Thinking of disappearing for a few months from October.
Looking to need from Portsmouth to Bilbao (or similar).

Question is : what is the cheapest option?

Mine is 7.2 x 4.0m

Quote from Brittany is £840.

Seems a b it steep.

Any advice would be welcome.

Thx

Phil


----------



## DJP (May 9, 2005)

Seems about right. We are doing Portsmouth to Santander end of November. 8.9mtrs and 3.2 mtrs quoted £459 out £509 back. Then got a quote from C&CC £430 out and £459 back. Only other option is Dover- Calais and drive, risking the weather. Estimated cost with some tolls and diesel about the same. A lot less stressful and no wear and tear on the van plus 2 cruises included!


----------



## teemyob (Nov 22, 2005)

*Ferry*

Hello,

We use that route at least once a year (used to use the POSL POB)

Have a look here

Driving through France January

Brittany Ferries Discounts

Santander Ferry or drive?

Toll Road v Ferry

I have only picked four, but there are lots of topics, many of which I have posted replies. There are arguments for and against and varying opinions.

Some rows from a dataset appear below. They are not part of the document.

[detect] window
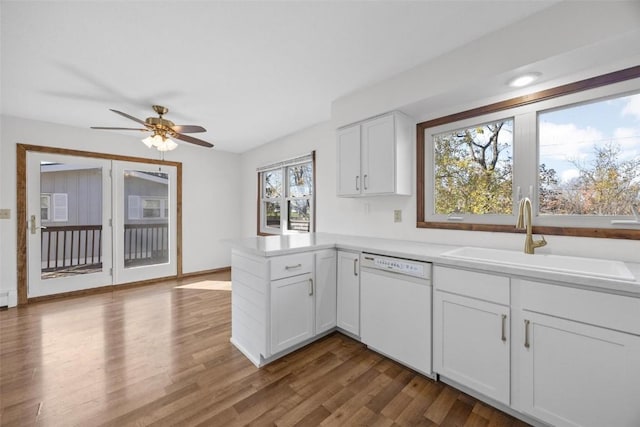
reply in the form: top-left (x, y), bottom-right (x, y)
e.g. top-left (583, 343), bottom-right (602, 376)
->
top-left (127, 195), bottom-right (168, 220)
top-left (40, 194), bottom-right (50, 221)
top-left (258, 153), bottom-right (314, 235)
top-left (41, 193), bottom-right (68, 222)
top-left (418, 67), bottom-right (640, 238)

The posts are fairly new so up-to-date.

If you want some more, the search does not work too well so, just type

"Bilbao and ferry"
"Sanatander and Ferry"

In and you might get some interesting returns.

If you need any help, just ask.

We used Brittany Ferries to go to Santander Last October/November by Car. Cap Finistere was fine on the outbound, The Ship Bretagne and it's clientele left a lot to be desired on the return.

We are booked to go in a couple of weeks with our Minbus to Bibao on Cap Finistere.

And again by motorhome in December to Bibao and return to Santander in January.

Best way for us.

TM

PS: Be careful if you are a Smoker mind!


----------



## Tomw (Mar 3, 2011)

There are plenty of comparison sites (listed below) about for finding the cheapest ticket. I've heard that Santander is a good port to use into Spain, particularly for coastal towns - and there are roadworks apparently which Santander avoids!

Comparison sites:
Ferry to Spain with AFerry.co.uk
Ferry to Spain with Ferrysavers
Ferry to Spain with AnyFerry


----------



## Spacerunner (Mar 18, 2006)

We live 10 minutes drive from Portsmouth's ferry port but still think its worth driving to Dover to get a cheaper crossing to France.

Then enjoy a leisurely drive down south.

Last year cost us £65 return.


----------



## caulkhead (Jul 25, 2007)

Hi there,

Personally I cannot reccommend Brittany Ferries Pompey to Santander highly enough. We have recently been out and back on the Pont Aven and although yes, it is expensive, we thoroughly enjoyed the experience. We found the standard of service to be very good, the cabins were comfortable and the food and drink very good value. If I ever have the need to get to Northern Spain again I would not hesitate to use Brittany Ferries. We travelled out on Aug 30th and back on Sept 5th (a short trip for a family wedding) 1 Car, 4 People, 2 Cabins in each direction, total cost £980, but in our opinion worth every penny!!!

Caulkhead


----------